Unlike many municipalities, Rowley residents receive electricity directly from the town – a network overseen by the Municipal Light Department.

The Methuen man hired Braunack as a subcontractor to work on the homes but was unaware that Braunack tapped into the town’s electricity network to illuminate the homes, according to court records.

In mid-January 2020, Light Department Superintendent Mark Anderson spoke to Rowley police Sgt. Matthew Ziev after spotting lights inside 623 Haverhill St., which had been unoccupied for years.

Anderson then spotted an orange electrical cable running from the house to a town service line along the street. A closer look showed there was no electrical meter attached to the home. Ziev was able to track down building permits for the address and learned that the Methuen contractor had signed them. He also learned the same contractor was working on 929 Haverhill St. and went there to see if the same thing happened.

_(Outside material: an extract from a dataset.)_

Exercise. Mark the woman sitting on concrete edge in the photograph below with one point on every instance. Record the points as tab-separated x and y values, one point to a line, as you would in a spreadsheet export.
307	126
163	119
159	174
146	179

After arriving, Ziev noticed what looked liked jumper-like devices coming from the house’s meter box.

“Upon opening the meter, I observed there to be two jumper bars in the meter sockets,” Ziev wrote in his report. “I subsequently contacted Anderson and advised him of the same. Anderson responded to the scene and confirmed my observations, citing that the suspect in this case jumped electricity out of the meter socket, ultimately stealing electricity from the town of Rowley.”

Soon after, Rowley police issued an arrest warrant for the Methuen contractor.

After the warrant was issued Jan. 23, 2020, the Methuen man came to the police station and was placed under arrest. Accompanying him was Braunack.

The Methuen man told police he knew nothing of the illegal power taps and had hired Braunack to work on the homes as a subcontractor.

“Braunack confirmed that he was hired by (the Methuen man) to complete the electrical work. He also made admissions that he hooked into the RMLP illegally,” Ziev wrote in his report, adding that the contractor was ultimately responsible for what happened at the job sites.

The Methuen contractor was later arraigned in Newburyport District Court on two fraudulent use of electricity charges, larceny under $1,200 and wanton destruction of property under $1,200 charges.

Braunack never provided a written statement admitting he tapped into the town’s grid – a decision that ultimately led to the Methuen man having to face those charges for almost two years before they were dropped Wednesday.